Cutting its full-year net profit forecast to $25.9 billion, a 5.1% decline from 2018, the International Air Transport Association said an improvement in 2020 was contingent on a "truce" in global trade disputes.
Airline profits are on course to fall faster than expected in 2019 as trade wars hit global commerce and broader confidence, the industry’s main global body said on Wednesday, while predicting a modest recovery next year. Cutting its full-year net profit forecast to $25.9 billion, a 5.1% decline from 2018, the International Air Transport Association said an improvement in 2020 was contingent on a “truce” in global trade disputes. In June it had forecast $28 billion in profit this year. “Trade wars produce no winners,” IATA Director General Alexandre de Juniac told an annual media briefing.
De Juniac also cited slower growth, Brexit and social unrest among factors that “all came together to create a tougher than anticipated business environment for airlines” in 2019. IATA slashed its full-year global revenue forecast to $838 billion from the $899 billion predicted in June and said it expected an improvement to $872 billion for 2020. “We’ve downgraded our forecasts for 2019 pretty much across the board,” chief economist Brian Pearce said. “It’s pretty clear that this has been driven mostly by the impact of trade wars.”
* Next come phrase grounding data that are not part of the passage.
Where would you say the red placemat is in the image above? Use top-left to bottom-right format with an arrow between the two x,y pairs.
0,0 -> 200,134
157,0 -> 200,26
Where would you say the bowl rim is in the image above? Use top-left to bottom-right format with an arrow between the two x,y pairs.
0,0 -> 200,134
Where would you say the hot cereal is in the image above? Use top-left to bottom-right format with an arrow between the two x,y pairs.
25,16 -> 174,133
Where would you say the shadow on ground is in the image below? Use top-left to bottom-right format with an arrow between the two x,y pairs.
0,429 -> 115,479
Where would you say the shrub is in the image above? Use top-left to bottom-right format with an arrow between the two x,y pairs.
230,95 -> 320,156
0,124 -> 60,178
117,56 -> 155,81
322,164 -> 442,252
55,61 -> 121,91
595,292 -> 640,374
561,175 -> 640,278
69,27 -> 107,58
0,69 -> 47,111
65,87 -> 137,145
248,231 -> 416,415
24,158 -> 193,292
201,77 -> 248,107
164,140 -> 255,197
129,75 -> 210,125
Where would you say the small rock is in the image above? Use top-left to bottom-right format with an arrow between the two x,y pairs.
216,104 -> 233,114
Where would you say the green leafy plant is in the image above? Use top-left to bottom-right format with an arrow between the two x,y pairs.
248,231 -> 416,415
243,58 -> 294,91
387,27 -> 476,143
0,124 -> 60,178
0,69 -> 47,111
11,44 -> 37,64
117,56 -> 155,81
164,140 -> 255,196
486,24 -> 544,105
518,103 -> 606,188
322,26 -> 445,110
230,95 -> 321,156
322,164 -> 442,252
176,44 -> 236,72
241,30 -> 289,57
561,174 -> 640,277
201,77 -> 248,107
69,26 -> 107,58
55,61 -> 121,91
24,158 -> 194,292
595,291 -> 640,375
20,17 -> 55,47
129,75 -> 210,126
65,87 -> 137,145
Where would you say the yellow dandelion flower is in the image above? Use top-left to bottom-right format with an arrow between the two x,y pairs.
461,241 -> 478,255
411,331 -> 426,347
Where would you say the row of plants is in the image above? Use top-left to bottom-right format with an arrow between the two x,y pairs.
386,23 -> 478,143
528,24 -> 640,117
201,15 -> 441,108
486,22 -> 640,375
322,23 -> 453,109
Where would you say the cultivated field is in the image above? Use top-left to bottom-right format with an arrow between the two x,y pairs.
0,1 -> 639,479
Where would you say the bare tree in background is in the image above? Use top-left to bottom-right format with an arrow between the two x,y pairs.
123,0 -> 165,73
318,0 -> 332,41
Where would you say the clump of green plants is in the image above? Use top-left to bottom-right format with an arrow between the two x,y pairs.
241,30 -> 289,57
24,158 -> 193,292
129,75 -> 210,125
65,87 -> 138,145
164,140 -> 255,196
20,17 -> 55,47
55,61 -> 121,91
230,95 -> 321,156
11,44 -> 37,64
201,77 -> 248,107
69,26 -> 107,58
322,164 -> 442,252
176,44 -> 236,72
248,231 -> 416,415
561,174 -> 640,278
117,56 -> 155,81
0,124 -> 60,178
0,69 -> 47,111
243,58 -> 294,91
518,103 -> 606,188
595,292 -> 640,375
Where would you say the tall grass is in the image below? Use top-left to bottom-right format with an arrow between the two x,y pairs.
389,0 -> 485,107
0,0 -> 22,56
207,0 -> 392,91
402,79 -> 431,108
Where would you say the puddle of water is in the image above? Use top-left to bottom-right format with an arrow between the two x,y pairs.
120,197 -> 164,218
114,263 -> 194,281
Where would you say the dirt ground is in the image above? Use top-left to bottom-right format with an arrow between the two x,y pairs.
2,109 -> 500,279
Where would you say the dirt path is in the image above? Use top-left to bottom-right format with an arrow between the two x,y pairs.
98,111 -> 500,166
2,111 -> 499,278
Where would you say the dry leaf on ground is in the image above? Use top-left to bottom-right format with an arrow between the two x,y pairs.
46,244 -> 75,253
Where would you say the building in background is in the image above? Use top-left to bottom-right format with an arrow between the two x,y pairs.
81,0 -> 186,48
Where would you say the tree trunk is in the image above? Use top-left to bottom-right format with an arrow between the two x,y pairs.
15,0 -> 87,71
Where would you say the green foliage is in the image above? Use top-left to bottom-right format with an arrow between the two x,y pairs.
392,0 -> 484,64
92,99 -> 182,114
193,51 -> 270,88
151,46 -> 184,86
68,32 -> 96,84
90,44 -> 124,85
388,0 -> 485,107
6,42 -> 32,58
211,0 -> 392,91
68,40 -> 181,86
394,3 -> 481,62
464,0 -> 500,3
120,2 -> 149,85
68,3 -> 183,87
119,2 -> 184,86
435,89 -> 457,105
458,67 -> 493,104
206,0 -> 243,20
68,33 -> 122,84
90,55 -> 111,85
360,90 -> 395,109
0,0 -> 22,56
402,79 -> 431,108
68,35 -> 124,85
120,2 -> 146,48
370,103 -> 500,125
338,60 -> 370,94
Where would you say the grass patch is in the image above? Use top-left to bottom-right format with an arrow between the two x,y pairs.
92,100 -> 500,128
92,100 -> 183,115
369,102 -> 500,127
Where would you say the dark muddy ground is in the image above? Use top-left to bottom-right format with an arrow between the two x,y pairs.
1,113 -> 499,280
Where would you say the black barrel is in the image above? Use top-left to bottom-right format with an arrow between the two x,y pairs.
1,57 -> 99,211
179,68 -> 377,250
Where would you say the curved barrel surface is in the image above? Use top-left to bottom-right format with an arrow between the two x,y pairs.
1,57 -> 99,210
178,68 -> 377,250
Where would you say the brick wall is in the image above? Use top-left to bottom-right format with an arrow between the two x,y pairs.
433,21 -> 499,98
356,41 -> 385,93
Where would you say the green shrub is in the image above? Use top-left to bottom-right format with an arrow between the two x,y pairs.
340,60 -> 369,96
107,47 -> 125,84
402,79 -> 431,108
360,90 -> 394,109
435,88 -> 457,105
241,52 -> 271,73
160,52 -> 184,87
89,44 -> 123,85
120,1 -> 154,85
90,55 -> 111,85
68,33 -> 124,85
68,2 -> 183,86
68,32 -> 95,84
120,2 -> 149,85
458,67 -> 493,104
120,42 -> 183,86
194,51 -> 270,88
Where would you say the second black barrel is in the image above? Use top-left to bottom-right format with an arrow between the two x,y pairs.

Reflecting downward pressure on fares, net profit per passenger fell to $5.70 this year from $6.22, with the industry’s net profit margin expected to decline to 3.1% this year from 3.4% in 2018. But the sharpest deterioration is being felt in airlines’ cargo businesses – where a 3.3% drop in freight demand marked the steepest decline since the 2009 financial crisis, with revenue down 8% year-on-year. Growth in world trade has all but evaporated to an expected 0.9% this year, sharply down from the 2.5% forecast in June and the 4.1% expansion predicted a year ago, IATA said.
Underpinning the partial recovery predicted next year, IATA forecast more robust trade growth of 3.3% as “election-year pressures in the U.S. contribute to reduced trade tensions”. The nine-month-old grounding of the Boeing 737 MAX has had a significant impact on some airlines, though less than 0.5% of the global fleet is directly affected.
Pearce said the expected return of a backlog of hundreds of stranded MAX jets to the market in 2020 could produce a surge in capacity that would be “hard to swallow” for aircraft markets – offset partly by the retirement of older jets. While a handful of carriers led by U.S. majors dominate the industry’s overall profits, the past year has also seen a slew of airline failures mainly in Europe. Pearce said he saw scope for further consolidation because of the high proportion of airlines that had failed to perform in an industry that remains highly fragmented because of regulations making cross-border tie-ups difficult to carry out.